Type of action: Motor Vehicle Collision
Injuries alleged: Cervical neck disc herniation
Tried before judge or jury (or mediation): Raymond Kenney, Esq. (mediator)
Special Damages: $76,000.00 (medicals), lien reduced to $14,500.00
Amount (specify award or settlement): $180,000
Date (of verdict or settlement): October 31, 2002
Highest Offer: $180,000.00
Most helpful experts (name, title, city)
Insurance Carrier: Withheld

Attorney for plaintiff(s) and city of office:
Kenneth I. Kolpan
Law Office of Kenneth I. Kolpan, P.C.
100 Summer Street
Boston, Ma. 02110

Attorney for defendant(s) and city of office: Withheld

Other useful information:

On January 8, 1998, plaintiff (age 45) was a right front seat passenger in a vehicle driven by her husband on Bedford Street, Abington, Ma. Defendant was exiting a medical parking lot driveway perpendicular to Bedford Street. Suddenly and without warning, the vehicle operated by the defendant pulled out in front of the vehicle occupied by the plaintiff. Defendant's vehicle struck the right front of plaintiff's vehicle.

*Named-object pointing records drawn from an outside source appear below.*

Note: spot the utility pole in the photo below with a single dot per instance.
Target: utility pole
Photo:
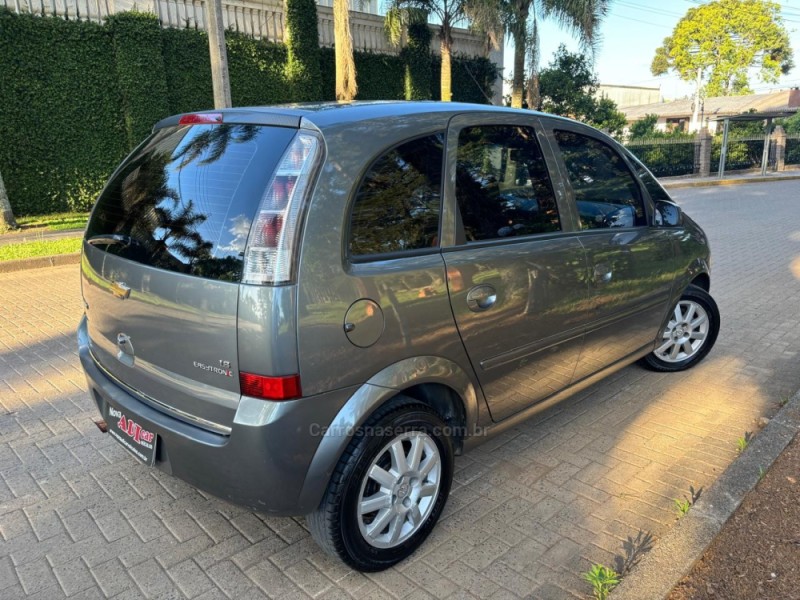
(219, 54)
(7, 220)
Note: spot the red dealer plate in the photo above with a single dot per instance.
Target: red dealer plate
(134, 438)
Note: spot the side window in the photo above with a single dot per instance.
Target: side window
(650, 183)
(398, 202)
(502, 185)
(605, 190)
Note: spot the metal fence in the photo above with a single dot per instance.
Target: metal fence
(792, 156)
(262, 19)
(668, 157)
(743, 153)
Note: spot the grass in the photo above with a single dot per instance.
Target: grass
(39, 248)
(56, 222)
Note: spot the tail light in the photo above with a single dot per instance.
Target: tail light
(285, 387)
(269, 254)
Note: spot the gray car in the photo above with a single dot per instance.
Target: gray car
(311, 310)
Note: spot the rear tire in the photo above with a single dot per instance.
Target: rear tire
(388, 489)
(689, 334)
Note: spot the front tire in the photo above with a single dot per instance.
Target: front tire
(689, 335)
(388, 489)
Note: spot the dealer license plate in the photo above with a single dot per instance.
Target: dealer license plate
(134, 438)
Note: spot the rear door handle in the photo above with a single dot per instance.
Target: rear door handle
(481, 298)
(602, 273)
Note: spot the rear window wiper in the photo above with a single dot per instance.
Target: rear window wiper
(111, 239)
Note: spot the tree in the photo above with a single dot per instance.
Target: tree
(346, 86)
(568, 87)
(521, 21)
(7, 220)
(790, 125)
(448, 13)
(714, 45)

Plaintiff was treated and released from Emergency Room. She missed seven days of work as a waitress for Friendly's Restaurant. Plaintiff’s neck pain persisted over time.

In March, 1998, a MRI confirmed a C6-7-disc level herniation and plaintiff underwent cervical neck disc surgery involving C6-7. 

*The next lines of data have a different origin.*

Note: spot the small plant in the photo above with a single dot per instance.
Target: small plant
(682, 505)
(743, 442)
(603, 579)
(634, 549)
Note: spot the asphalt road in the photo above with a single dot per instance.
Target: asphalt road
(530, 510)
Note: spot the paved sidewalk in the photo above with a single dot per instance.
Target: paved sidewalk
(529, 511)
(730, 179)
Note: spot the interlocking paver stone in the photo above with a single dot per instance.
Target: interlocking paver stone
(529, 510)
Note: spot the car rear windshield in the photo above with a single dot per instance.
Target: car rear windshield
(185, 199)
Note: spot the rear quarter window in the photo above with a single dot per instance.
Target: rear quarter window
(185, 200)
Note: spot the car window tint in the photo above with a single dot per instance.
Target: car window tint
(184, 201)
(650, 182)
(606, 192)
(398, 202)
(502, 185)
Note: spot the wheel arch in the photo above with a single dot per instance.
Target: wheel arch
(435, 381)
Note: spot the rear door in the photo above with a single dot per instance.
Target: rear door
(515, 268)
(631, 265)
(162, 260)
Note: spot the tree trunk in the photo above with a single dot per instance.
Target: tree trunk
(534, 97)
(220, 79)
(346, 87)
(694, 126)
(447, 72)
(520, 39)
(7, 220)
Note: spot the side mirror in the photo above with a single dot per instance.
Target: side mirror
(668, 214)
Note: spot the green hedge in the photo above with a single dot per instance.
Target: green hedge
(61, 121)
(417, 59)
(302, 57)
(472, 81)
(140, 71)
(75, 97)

In January, 2000, nearly two years following the original collision, plaintiff woke up one morning with neck pain and was diagnosed as having different cervical neck disc herniation at the C-2 level. In March 2000, plaintiff underwent a cervical neck two level fusion four discs below the original injury and surgery. Such fusion, though appropriate, can affect one’s flexibility and comfort.  However, Defendants, without admitting liability, contended that the latter disc herniation and surgery were unrelated to the motor vehicle collision involving the Defendant.  As disc herniation can be traumatic, atraumatic and/or degenerative, a jury would have to decide.  If traumatic, the jury would have to determine whether it was the collision of the Defendant’s vehicle that caused the herniation or an unrelated trauma.

If the jury determined that the latter disc herniation was either atraumatic or the result of a degenerative condition (a fairly common finding), the jury would necessarily find that the Defendant did not cause the second disc herniation and the harm to the Plaintiff was less.

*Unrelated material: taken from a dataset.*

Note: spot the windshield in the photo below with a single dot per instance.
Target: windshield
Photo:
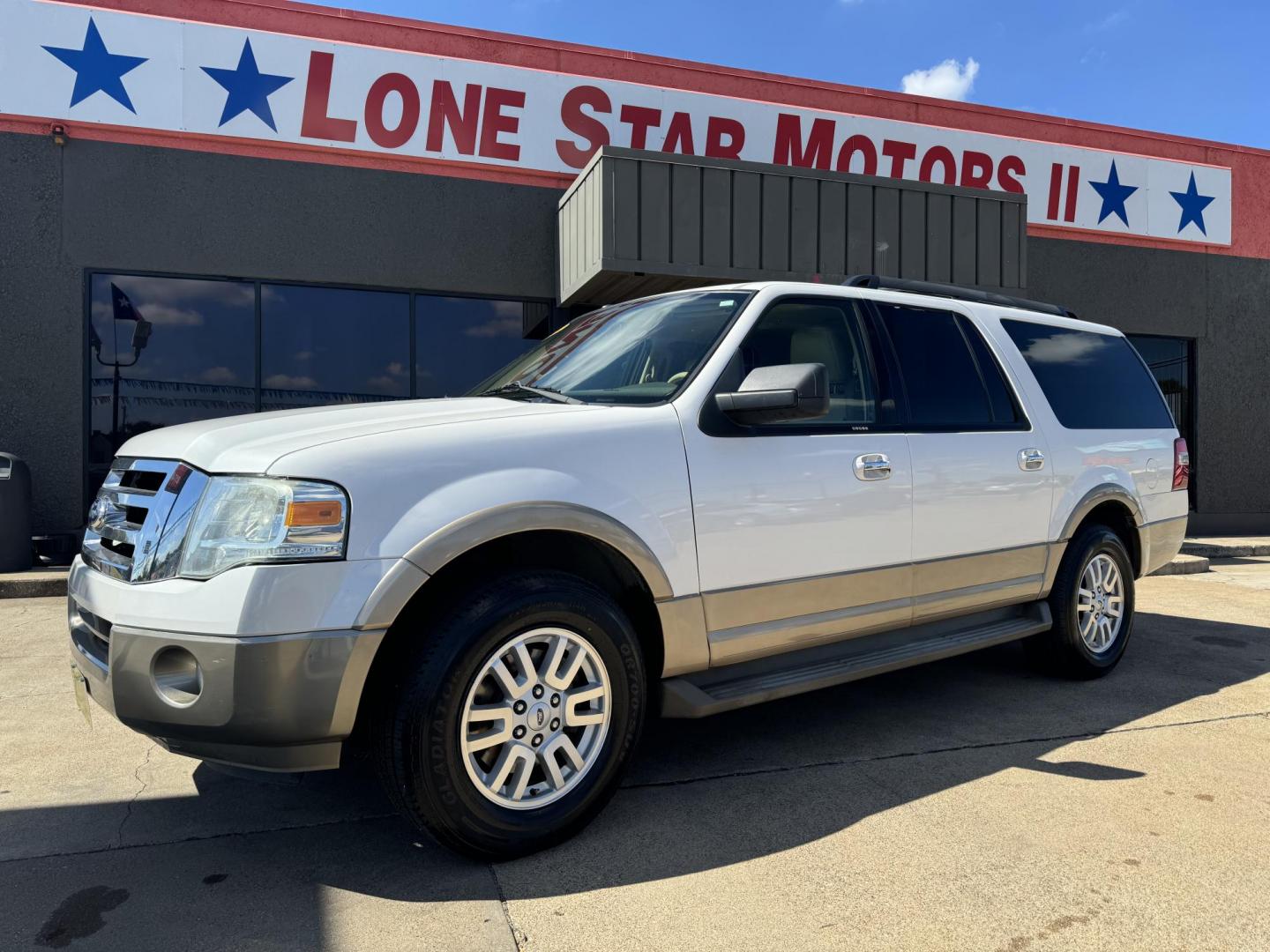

Analysis of post collision, pre-surgery, post-surgery, pre-second surgery and post second surgery diagnostic studies is essential to determining the likelihood that the C-2 injury and surgery was caused by the original collision two years before symptoms became apparent.  Each diagnostic film is a snap shot in time and needs to be corroborated with the clinical course and historical facts to arrive at a conclusion as what likely caused the second disc herniation. The case became a battle of experts and the question whom the jury would believe, or if the jury would dismiss the opinion testimony of both experts.

Defendants further claimed that the plaintiff's husband was at fault for the motor vehicle collision.

Case was settled for $180,000.00, plus reduction of medical lien to $14,500.00, after a full day's mediation before Raymond Kenney, Esq.